At least I still get to see my son, I don’t think I could go without my nights with him, I love Ryder more than anything in the world, and I can see where Jayden is coming from, me moving in would allow us to bring him up together. But is it too soon for that? I know if we were a 'normal' mated couple we would have already moved in together, as most mated couple generally move in together within the first month of meeting. The only thing is we are definitely not ‘normal’, and we are defiantly not a couple in anyway, the only thing that keeps us 'together' is Ryder.

"Can I think about this Jaden?" I ask, "I’m just not sure we are ready to share a house together, I know we are friends now, but this is still a big step for us".

"That’s fine Alexia, I would still like to decorate a bedroom for you though, that way even if you don’t move in, you have the option of spending some nights here, if you want"

I ask Jayden to drop me back at my parent’s house, I need time to think and work out what I’m going to do. The car ride is spent in silence, and I’m glad Jayden is not pressurizing me into something I may not be ready for yet. Getting out of the car, I open the passenger door to give Ryder a kiss goodbye, as I won’t see him until tomorrow. "I'll see you soon my special little man" I whisper to him, not wanting to wake him now he’s asleep, giving Jayden a quick wave bye I head inside.

I decide to give my therapist a call, thinking she could help guide me, but after I explained everything that happened at the new house she basically said something like "Its your decision Alexia, I cant tell you what to do, you have to make the decision that’s right for you" great help she was I thought putting the phone down! I mean really? I know that it’s my decision I’m not stupid, but I thought she would at least let me know if she thought it was a good idea or not.

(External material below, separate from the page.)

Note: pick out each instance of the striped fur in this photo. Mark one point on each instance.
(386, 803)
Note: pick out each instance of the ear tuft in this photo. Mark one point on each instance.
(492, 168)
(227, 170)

Laying in my bed I’m still not sure on what I’m going to do, I spoke to my mum and dad earlier and they weren’t that helpful either, basically telling me they would stand by any decision I made, so I’m basically still lying here thinking. I’m that desperate to make the right decision, I’m currently doing a list of pros and con's in my head. Obviously one of the pros would be that we would no longer have to 'share' Ryder. Another is we could parent him better, and he could grow up with both parents. But then this brought up and cons, what if Jayden met someone else later? How would this work out? What role would his new mate have in bringing up our son? What if they decided to have a baby? I’m not sure why but these thoughts had me catching my breathe, for some reason actually picturing Jayden with someone else, and that person carrying his pup seemed to hurt my damaged heart. 'It’s the mate bond' my wolf informed me. 'Why? We’ve agreed to be friends, so I don’t understand why it would affect me like this' I ask her. 'It’s because our mate is meant for us, not someone else, and even though you both have denied the bond between you, doesn’t make it just go away'. I ponder this, I told Jayden that I would be happy for him if he met someone else, but would I actually be able to be happy seeing it in front of me? ‘NO’ my wolf growled at me, I know she still want her mate, so the thought of him being with someone else hurts her. She doesn’t care about all the things he did to hurt us, she just wants to be with him. I think the only reason she’s still speaking to me despite us not being on the same page is because of Ryder. She loves him, and would protect him with her last breath, so I know she will always be with me, whether that equation includes Jayden or not.